One of the alligators has been seen sunbathing on a sandbar near the pedestrian bridge at the south end of the canal park.
But you’d be forgiven for thinking the canal’s gators were an urban legend.
At one point gators lived happy and predatorily successful lives hunting fish, snakes, birds and anything else that scurried across their paths at the canal, said assistant Columbia Park Superintendent Karen Swank Kustafik.
But then the gators left and didn’t come back for several years, she said.
Park rangers first noticed alligators in the canal in 2007. The reptiles became local celebrities, showing up for photo-ops on warm spring and summer days.
That’s when the city put up the “Alligators may live here” signs reminding residents to “be gator safe” by not feeding or approaching the animals.

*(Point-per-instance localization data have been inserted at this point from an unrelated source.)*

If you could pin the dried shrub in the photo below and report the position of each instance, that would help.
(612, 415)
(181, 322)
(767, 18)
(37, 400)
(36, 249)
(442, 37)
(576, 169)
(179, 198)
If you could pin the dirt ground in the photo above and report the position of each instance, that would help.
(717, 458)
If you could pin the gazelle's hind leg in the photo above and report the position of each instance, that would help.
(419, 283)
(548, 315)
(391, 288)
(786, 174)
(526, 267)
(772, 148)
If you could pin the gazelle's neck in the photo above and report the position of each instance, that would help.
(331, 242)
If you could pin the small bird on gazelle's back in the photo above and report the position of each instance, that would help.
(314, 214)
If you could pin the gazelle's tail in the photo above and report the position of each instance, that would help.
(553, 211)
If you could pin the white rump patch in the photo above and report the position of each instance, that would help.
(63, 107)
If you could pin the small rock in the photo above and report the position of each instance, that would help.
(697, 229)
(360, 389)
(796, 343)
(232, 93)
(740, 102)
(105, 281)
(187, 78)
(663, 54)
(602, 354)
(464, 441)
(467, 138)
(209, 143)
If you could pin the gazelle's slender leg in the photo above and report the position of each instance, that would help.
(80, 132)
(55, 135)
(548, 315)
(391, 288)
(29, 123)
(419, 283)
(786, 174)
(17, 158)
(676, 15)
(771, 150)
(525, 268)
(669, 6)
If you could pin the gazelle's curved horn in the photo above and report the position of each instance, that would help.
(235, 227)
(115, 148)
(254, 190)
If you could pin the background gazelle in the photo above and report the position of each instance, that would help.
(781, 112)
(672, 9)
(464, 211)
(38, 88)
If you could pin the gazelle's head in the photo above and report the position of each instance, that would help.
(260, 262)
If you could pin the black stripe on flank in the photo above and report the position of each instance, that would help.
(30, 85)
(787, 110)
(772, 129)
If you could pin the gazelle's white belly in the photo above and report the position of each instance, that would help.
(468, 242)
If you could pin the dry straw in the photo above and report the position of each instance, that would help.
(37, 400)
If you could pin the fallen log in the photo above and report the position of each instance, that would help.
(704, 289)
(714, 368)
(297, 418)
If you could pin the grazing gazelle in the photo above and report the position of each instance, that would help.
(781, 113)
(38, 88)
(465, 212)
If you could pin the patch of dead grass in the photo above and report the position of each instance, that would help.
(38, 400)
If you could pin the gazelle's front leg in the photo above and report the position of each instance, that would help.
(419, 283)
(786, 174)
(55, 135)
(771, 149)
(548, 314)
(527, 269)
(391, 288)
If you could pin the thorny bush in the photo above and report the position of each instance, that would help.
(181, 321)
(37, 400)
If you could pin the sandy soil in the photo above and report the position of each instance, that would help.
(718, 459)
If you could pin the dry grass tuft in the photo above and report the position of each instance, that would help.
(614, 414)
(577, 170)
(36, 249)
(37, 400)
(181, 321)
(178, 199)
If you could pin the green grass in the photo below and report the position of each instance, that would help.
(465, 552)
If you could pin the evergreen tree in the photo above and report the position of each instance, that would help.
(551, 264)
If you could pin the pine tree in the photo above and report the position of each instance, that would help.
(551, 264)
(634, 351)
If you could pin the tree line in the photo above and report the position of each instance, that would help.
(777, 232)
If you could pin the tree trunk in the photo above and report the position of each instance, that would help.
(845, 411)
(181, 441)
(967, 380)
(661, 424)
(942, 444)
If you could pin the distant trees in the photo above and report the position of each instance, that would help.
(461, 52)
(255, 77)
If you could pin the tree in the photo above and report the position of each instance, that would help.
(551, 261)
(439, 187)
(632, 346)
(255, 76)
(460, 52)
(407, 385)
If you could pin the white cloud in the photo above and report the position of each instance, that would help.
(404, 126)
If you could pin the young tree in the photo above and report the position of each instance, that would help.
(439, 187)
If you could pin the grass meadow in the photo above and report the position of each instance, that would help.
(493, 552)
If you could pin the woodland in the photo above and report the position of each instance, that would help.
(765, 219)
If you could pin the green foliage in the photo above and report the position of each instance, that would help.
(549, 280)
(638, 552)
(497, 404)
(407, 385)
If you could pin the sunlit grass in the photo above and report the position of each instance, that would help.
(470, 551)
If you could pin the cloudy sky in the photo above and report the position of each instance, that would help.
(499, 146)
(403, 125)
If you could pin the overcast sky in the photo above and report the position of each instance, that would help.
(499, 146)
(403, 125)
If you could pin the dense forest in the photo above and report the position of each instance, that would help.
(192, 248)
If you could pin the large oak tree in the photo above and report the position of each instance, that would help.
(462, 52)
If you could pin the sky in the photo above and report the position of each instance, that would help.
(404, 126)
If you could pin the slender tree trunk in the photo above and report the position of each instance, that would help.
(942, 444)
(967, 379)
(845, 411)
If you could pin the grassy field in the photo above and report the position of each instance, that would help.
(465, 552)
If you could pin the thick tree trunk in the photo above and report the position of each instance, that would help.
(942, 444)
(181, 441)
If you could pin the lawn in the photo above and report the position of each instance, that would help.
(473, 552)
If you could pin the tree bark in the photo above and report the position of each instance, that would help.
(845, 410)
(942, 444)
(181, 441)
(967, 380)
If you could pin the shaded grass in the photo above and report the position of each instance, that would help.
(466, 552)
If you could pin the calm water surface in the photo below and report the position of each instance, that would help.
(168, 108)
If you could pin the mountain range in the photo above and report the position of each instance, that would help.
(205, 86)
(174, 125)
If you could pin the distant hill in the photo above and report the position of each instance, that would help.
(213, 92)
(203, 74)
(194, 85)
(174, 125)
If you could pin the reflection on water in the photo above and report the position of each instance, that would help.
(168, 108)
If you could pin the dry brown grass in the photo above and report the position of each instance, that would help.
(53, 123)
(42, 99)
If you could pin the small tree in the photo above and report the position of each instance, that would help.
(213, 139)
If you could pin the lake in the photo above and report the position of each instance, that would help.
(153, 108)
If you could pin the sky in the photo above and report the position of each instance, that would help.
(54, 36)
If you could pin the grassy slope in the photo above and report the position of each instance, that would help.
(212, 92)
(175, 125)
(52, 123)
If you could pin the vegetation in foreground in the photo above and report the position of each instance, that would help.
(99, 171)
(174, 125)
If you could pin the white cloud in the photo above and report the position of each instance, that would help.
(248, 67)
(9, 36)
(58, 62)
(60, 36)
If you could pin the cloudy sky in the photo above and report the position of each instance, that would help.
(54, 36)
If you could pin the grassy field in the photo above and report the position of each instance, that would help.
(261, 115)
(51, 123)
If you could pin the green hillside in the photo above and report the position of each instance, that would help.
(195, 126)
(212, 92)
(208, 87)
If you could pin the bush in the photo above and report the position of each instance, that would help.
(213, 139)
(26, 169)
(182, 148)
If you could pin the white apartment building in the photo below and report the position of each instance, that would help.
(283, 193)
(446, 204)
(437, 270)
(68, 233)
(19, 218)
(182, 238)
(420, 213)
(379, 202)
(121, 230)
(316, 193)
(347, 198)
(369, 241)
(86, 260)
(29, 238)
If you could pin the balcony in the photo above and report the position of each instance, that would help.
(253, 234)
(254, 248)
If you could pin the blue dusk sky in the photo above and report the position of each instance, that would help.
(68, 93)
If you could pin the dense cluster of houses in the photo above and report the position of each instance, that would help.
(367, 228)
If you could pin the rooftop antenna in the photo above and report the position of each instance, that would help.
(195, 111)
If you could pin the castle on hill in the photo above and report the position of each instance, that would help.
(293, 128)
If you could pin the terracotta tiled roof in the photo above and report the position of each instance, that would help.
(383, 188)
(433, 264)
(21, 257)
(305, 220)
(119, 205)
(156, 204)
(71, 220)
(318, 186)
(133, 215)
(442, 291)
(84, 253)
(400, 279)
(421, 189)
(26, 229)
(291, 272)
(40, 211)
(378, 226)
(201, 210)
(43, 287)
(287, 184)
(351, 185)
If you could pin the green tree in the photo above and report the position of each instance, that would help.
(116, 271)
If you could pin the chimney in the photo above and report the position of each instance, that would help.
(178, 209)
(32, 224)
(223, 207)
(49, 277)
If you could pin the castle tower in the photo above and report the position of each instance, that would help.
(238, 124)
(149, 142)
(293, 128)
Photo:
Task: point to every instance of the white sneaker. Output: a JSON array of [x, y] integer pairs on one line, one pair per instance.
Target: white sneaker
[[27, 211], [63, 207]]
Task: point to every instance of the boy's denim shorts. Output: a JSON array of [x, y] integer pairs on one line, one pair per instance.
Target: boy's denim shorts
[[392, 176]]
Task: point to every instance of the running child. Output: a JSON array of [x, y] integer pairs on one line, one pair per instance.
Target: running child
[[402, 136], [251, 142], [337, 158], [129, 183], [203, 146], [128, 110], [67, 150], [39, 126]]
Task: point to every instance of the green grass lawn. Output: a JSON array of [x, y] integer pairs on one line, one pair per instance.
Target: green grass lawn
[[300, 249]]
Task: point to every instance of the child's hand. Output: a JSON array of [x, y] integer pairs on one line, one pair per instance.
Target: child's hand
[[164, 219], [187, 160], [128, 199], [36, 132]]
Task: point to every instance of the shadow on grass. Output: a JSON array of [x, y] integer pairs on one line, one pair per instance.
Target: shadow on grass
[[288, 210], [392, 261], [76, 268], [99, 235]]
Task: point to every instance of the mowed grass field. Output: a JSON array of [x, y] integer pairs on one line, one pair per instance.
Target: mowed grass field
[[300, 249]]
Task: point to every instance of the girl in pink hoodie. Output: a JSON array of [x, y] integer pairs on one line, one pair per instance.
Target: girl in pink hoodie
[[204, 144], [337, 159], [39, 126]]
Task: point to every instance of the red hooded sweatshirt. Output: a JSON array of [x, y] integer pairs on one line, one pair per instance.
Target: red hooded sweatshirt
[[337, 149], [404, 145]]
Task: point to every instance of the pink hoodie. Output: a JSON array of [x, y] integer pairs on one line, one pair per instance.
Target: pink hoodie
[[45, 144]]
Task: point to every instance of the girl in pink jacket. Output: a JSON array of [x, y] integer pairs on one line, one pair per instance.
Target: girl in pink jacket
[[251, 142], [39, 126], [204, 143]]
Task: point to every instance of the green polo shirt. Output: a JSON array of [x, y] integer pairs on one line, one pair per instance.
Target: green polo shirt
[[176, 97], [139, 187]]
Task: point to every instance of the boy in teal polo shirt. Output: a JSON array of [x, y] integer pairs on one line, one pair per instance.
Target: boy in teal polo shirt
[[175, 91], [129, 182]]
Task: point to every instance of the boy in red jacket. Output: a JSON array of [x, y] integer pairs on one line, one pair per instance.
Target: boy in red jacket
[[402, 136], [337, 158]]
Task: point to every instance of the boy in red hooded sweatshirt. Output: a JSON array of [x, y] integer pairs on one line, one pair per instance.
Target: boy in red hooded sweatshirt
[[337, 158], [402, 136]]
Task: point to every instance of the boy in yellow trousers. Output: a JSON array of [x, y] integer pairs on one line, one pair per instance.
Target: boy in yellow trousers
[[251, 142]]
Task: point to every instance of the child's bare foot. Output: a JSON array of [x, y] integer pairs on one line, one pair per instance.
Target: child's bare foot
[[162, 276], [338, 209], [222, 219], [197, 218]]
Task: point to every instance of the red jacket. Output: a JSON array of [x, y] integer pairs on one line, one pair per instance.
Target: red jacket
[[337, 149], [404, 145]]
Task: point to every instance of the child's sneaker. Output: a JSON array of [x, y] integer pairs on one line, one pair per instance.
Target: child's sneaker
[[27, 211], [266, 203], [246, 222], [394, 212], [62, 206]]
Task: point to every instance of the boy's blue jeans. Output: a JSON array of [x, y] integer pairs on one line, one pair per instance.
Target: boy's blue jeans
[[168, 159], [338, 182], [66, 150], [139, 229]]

At one point park rangers counted four alligators living and hunting in the canal.
“But then they fished it out and seemed to move to the river,” Swank Kustafik said.
Around 2013, during a high water period, rangers noticed the alligators had mostly gone. And the 2015 flood “was a double whammy” and so the gators mostly stayed away, she said.
But it seems the gators are coming back, and now they’re saying hello.
Earlier this month, a father and son shared their footage of one of the alligators with WIS. And The State’s own Sarah Ellis Owen also recently saw a gator sunning itself at the canal.
A search on social media shows residents and visitors have been encountering canal gators since at least 2022.
But residents who do see a gator shouldn’t worry.
“It’s a really good reason to keep your small dogs on a leash,” Swank Kustafik said, but the alligators aren’t a danger to the environment or to the people at the riverfront park — as long as people keep their distance and don’t feed the alligators.
“I think you should feel lucky if you get to see one,” she said.